ArrayList ist toll, ja
alternativ auch Array oder andere Listen,

bei solchen Fragen kannst du mit einer Komplettdurcharbeitung der Grundlagen von Java in einem Buch nix falsch machen,


----------



## Gast (16. Okt 2006)

schönen dank. ich arbeite mich mal weiter bis zur nächsten frage


----------



## Gast (16. Okt 2006)

wie geb ich denn ne arraylist aus ? also ich habs jetzt mit add, dass die objekte reingeschrieben werden, bzw. werden sollten. aber wie geb ich das alles aus. gruß


----------



## Anmeldeboykottierer (16. Okt 2006)

Hi,
du solltest hier nicht nur nach einer Lösung fragen, die würde dir wenig helfen (du sagst ja selbst, du möchtest etwas nachholen).
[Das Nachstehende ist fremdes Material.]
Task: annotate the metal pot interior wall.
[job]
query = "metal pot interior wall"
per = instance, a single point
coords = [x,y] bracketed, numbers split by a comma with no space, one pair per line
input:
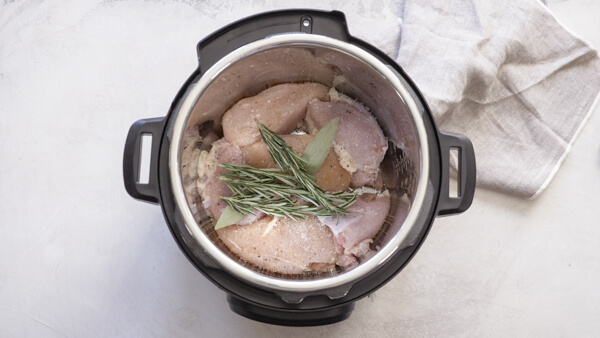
[349,75]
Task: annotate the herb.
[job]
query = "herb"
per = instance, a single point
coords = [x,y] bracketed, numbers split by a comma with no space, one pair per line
[287,191]
[318,149]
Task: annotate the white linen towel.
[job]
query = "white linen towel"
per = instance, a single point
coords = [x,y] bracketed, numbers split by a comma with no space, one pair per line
[507,75]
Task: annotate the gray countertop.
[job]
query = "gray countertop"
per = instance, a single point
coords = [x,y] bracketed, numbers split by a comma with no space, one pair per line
[79,257]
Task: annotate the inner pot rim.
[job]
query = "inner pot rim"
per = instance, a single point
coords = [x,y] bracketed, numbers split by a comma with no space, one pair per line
[296,40]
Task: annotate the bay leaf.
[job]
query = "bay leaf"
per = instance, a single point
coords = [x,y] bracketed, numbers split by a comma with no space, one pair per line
[319,147]
[228,217]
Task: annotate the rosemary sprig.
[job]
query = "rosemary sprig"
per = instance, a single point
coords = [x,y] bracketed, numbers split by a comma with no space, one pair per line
[287,191]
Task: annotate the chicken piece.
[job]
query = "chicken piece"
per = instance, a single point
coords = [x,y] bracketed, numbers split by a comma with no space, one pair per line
[282,244]
[330,177]
[279,108]
[359,141]
[256,72]
[354,232]
[210,185]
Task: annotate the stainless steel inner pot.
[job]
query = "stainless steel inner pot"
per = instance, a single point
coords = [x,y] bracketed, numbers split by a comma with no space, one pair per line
[299,57]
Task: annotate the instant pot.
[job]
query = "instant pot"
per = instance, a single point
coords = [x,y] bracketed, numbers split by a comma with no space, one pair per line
[255,53]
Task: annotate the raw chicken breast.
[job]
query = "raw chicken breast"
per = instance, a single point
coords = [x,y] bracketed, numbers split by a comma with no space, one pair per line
[210,185]
[359,139]
[282,244]
[257,72]
[354,232]
[280,108]
[330,177]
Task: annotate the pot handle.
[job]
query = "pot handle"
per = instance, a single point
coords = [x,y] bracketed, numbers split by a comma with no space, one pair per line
[132,159]
[466,173]
[220,43]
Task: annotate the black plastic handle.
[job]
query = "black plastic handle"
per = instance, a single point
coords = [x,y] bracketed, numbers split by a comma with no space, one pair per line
[466,173]
[220,43]
[131,159]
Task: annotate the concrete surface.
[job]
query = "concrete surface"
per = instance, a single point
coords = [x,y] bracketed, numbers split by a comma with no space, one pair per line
[80,258]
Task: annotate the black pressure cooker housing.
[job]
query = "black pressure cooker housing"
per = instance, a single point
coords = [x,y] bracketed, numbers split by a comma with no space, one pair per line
[259,302]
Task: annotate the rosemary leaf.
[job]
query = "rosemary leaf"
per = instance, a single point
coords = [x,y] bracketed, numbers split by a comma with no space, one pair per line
[319,147]
[289,191]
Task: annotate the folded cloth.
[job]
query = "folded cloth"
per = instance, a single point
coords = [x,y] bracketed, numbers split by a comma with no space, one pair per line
[507,75]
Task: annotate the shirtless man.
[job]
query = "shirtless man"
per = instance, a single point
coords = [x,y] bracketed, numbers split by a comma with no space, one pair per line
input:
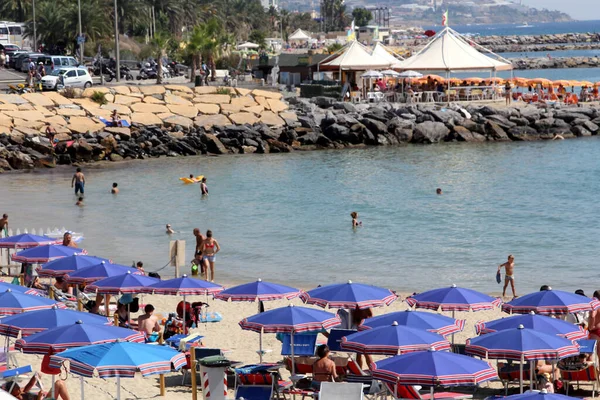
[594,322]
[78,181]
[509,277]
[4,224]
[148,323]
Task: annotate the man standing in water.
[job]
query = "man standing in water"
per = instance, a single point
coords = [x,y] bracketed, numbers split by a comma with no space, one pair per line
[509,277]
[78,181]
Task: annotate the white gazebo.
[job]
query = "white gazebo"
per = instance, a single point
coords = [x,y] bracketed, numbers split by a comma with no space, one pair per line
[449,51]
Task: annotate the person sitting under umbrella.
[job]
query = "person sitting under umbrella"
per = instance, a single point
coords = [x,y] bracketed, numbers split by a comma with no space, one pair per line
[60,390]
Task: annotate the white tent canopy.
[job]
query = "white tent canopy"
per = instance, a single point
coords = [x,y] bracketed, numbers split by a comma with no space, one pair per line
[449,51]
[248,45]
[299,35]
[381,51]
[355,57]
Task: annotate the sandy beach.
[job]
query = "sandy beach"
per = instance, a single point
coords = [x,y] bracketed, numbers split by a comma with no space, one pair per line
[226,335]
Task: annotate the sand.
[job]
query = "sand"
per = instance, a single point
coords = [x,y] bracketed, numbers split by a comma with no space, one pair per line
[226,335]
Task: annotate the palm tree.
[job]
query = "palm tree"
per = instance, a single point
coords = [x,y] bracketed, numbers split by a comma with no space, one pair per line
[159,44]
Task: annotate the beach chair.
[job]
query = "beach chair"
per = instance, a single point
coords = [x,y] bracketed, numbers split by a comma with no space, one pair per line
[254,392]
[581,372]
[341,391]
[404,392]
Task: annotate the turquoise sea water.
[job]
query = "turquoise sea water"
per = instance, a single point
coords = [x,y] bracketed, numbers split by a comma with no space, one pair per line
[287,217]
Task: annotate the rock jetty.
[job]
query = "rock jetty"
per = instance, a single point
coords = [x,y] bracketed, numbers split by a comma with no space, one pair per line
[172,121]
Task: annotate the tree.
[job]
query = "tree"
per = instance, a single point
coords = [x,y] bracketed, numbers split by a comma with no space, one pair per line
[159,44]
[362,16]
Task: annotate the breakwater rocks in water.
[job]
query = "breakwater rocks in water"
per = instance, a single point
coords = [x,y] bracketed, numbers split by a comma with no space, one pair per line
[319,123]
[555,62]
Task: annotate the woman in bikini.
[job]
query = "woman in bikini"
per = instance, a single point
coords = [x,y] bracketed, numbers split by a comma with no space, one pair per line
[210,248]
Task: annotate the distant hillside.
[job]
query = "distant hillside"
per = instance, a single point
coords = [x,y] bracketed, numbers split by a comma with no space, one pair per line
[427,12]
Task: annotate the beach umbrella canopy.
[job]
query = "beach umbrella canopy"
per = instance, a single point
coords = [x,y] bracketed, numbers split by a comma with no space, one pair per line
[120,284]
[99,271]
[551,302]
[120,359]
[410,74]
[26,240]
[258,290]
[393,339]
[4,286]
[69,264]
[539,323]
[349,295]
[429,368]
[37,321]
[290,319]
[46,253]
[436,323]
[15,303]
[390,72]
[521,344]
[75,335]
[184,286]
[453,298]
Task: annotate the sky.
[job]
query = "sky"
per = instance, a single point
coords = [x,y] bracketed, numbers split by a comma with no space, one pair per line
[577,9]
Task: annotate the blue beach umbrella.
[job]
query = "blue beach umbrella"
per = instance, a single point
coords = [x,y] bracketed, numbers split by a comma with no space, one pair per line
[258,290]
[536,322]
[436,323]
[453,298]
[99,271]
[291,320]
[69,264]
[121,284]
[349,295]
[431,368]
[393,339]
[15,303]
[521,344]
[75,335]
[33,322]
[25,241]
[119,359]
[551,302]
[46,253]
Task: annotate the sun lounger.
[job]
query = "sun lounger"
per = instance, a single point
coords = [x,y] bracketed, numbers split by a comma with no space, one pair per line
[341,391]
[404,392]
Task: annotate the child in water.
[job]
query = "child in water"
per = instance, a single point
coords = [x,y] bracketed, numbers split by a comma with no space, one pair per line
[355,222]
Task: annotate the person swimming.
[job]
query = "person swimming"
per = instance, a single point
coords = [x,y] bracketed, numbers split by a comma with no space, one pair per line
[355,222]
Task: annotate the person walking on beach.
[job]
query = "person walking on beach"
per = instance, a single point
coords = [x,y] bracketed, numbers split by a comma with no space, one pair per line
[4,224]
[78,182]
[509,277]
[210,248]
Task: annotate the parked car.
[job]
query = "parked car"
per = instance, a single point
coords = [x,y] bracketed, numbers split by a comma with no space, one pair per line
[25,61]
[67,76]
[52,63]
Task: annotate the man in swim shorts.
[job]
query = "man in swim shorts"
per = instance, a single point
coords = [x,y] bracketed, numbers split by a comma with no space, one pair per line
[509,277]
[78,181]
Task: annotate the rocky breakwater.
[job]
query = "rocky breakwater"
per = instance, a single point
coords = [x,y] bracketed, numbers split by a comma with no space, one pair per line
[556,62]
[168,120]
[335,124]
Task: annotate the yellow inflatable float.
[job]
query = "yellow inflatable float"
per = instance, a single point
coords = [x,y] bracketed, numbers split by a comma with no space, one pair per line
[192,180]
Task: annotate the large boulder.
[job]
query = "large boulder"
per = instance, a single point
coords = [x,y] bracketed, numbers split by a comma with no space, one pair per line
[430,132]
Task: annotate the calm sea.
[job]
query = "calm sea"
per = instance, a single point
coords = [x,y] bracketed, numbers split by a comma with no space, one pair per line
[287,217]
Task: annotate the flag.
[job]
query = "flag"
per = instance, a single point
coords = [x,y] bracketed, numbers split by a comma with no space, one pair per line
[445,18]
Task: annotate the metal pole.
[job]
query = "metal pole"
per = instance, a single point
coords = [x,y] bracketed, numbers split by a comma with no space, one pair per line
[34,28]
[117,50]
[80,33]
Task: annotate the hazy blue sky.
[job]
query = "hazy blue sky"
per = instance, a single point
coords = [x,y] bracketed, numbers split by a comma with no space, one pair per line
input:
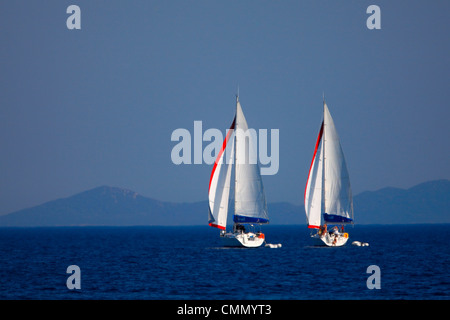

Wichtig ist also die Herangehensweise (die ist für jedes Problem gleich). 

Der erste und wichtigste Schritt ist immer, dass du dein Gesamtproblem zerlegst. Ihr habt vielleicht irgendwann mal über Divide and Conquer (Teile und Herrsche) gesprochen, ist immer gut! Wenn du ein großes Problem hast, dann gibt es viele Fragen und man verliert schnell den Überblick, Fehler schleichen sich ein, ...

Was du hier wissen willst ist erstmal ein größeres Problem, dass kannst du dir abstrakt überlegen. Du hast eine Liste (egal was für eine Liste oder wie die in Java aussieht!). Du hast eine Liste, da stehen Einträge drin, wie gibt man die aus?
Überleg dir hier einfach mal, wie du das machen würdest. Ich geb dir eine Liste (z.B. eine Datei) und du sollst die für mich auf ein Blatt Papier übertragen, wie machst du das? Bin da natürlich ein böser Arbeitgeber, Drucken darfst du nicht, du musst schreiben! 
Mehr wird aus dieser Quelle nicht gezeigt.